What, generally, do you aim to accomplish with a brand?
Simplicity and clarity.
What do you think is the best way to communicate a brand’s message to the consumer?
Cicero said 'nothing convinces like conviction'. I share that view and, therefore, think that the best way to communicate the brand message to the consumer is don’t do it unless you can do it with conviction.
Can you give an example of Fresh Britain’s effect on a ski brand?
We would rather let the work speak for itself.
In what areas do you think the ski world could do with more creative help?
Jesus, where do I start. Why is it that after a long flight and a long transfer, unpacking my bags and the children, that it is deemed okay for me to leave the warmth of the hotel with two young children, queue with them to be measured for kit, then walk back to the hotel with three pairs of skis and bindings? Surely in an age of digitalisation why can't they deliver the skis and bindings to the hotel? And then there's the piste map. It's shocking. Has no one in the ski world seen a London tube map and thought, wow that could work here?

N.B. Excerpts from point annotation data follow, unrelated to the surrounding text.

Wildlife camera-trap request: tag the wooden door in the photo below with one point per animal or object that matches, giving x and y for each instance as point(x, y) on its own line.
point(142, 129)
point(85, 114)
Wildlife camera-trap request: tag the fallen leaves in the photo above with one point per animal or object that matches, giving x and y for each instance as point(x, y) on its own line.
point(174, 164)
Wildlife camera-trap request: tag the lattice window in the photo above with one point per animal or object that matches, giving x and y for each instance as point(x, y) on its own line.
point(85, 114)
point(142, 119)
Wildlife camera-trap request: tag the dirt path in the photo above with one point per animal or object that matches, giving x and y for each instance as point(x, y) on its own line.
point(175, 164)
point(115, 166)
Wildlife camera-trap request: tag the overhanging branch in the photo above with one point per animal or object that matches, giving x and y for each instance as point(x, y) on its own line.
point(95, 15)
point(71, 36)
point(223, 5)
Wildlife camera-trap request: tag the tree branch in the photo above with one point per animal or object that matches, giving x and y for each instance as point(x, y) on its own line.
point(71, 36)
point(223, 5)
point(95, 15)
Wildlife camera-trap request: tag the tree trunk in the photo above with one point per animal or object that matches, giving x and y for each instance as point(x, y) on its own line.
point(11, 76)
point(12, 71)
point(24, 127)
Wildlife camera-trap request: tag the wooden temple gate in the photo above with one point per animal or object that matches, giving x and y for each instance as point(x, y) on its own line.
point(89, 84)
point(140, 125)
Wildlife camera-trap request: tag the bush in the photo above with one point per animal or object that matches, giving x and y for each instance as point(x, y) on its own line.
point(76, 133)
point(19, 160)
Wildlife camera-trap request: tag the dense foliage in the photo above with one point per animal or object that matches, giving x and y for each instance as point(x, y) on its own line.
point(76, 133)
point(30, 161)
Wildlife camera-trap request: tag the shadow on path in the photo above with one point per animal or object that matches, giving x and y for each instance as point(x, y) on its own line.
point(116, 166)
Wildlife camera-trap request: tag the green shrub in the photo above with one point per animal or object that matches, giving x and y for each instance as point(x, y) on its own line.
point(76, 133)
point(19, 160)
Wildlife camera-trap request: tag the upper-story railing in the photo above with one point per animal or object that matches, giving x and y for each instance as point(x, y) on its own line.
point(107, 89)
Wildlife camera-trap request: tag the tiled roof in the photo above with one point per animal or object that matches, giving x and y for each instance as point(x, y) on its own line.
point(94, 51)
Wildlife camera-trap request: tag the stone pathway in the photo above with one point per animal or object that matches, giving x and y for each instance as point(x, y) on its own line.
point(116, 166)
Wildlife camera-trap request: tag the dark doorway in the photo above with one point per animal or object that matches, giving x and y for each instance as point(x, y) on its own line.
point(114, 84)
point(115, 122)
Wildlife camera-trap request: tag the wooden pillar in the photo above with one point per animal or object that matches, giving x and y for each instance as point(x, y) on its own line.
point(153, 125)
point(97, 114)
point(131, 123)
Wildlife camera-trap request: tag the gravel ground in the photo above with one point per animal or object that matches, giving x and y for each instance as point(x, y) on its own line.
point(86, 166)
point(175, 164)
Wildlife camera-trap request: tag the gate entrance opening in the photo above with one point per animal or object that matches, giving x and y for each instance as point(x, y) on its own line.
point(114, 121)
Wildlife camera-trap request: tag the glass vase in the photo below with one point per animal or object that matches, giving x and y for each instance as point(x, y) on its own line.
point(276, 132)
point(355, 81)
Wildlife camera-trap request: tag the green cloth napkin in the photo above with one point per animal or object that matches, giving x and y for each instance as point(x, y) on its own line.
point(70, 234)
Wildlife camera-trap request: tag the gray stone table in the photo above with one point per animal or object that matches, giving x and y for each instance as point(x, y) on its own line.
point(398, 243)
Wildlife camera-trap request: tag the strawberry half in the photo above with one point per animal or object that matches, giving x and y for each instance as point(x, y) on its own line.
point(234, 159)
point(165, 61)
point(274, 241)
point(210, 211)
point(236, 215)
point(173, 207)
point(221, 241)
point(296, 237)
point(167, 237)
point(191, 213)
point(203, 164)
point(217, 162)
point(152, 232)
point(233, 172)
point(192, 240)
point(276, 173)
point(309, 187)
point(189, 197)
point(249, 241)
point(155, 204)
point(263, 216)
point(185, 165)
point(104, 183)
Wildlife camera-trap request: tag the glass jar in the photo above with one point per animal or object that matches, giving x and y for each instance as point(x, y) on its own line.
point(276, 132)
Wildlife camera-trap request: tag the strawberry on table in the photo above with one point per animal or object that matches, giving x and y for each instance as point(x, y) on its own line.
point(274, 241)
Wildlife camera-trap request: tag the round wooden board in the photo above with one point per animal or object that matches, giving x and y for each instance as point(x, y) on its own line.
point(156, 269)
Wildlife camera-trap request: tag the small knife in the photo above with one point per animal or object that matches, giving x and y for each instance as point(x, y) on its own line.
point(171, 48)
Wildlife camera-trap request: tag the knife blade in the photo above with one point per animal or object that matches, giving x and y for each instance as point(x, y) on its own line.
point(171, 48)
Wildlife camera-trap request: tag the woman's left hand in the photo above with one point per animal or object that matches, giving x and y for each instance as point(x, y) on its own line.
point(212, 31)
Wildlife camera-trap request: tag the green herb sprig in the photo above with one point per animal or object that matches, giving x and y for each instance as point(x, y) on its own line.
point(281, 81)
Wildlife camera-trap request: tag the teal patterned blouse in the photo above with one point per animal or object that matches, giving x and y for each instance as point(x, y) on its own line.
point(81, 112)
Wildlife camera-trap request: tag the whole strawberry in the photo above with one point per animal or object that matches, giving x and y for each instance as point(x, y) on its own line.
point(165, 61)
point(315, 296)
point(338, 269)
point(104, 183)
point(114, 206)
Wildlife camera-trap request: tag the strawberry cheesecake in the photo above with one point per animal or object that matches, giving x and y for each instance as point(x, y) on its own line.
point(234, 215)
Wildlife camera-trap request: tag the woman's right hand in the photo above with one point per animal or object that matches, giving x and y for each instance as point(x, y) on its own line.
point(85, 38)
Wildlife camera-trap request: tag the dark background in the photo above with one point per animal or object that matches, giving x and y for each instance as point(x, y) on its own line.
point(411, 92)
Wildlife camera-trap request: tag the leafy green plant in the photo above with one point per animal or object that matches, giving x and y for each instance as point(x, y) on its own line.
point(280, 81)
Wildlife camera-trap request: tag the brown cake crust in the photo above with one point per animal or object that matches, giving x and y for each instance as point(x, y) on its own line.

Describe your archetypical 'performance' woman for brand inspiration?
We can consume strong independent performance-orientated women in popular cuture. For example: Ellen Ripley in the Alien films, Lara Croft, Run Lola Run, Maya in Dark Zero Thirty. These are incredibly powerful, seductive and attractive archetypes. However, we can't consume that in performance brands. Most performance communication is directed at men. Half the market is women.
What are you most proud to have accomplished/created with a ski brand?
I think if we have had one small effect on ski brands it has been to take 'noise out of communication' to give them the confidence to simply portray their truth.
Does your personal passion for the mountains help?
Yes. Passion, in whatever form it takes, helps everything.
How/why did you get involved with the Ultra Marathon?
We were contracted to create an ultra marathon brand. This project became UVU (You Versus You). It was essential to unearth the truth of the consumers' connection to that brand and its product and, therefore, it felt that the logical step in the search was to run an ultra marathon.
When you competed last year in the North Pole, how long did it take you and how hard was it?
It took six and a half hours. But, as with any of these events, all the hard work is done before you get there. If you can't enjoy something like that, no matter how difficult it is, then there really is no point doing it
What was your most essential piece of kit?
Satellite phone and jelly beans.
What snowboard are you riding on and what are you wearing, this winter?
Custom X snowboard. And I'm wearing what I have worn for the last decade, which is my trusted Arc’teryx sidewinder jacket.
What did you last buy, mountain gear-wise? And why?
Arc'teryx Alpha SV gloves. They took four years to develop and they are the only waterproof leather gloves that you can pick up a coin while wearing them.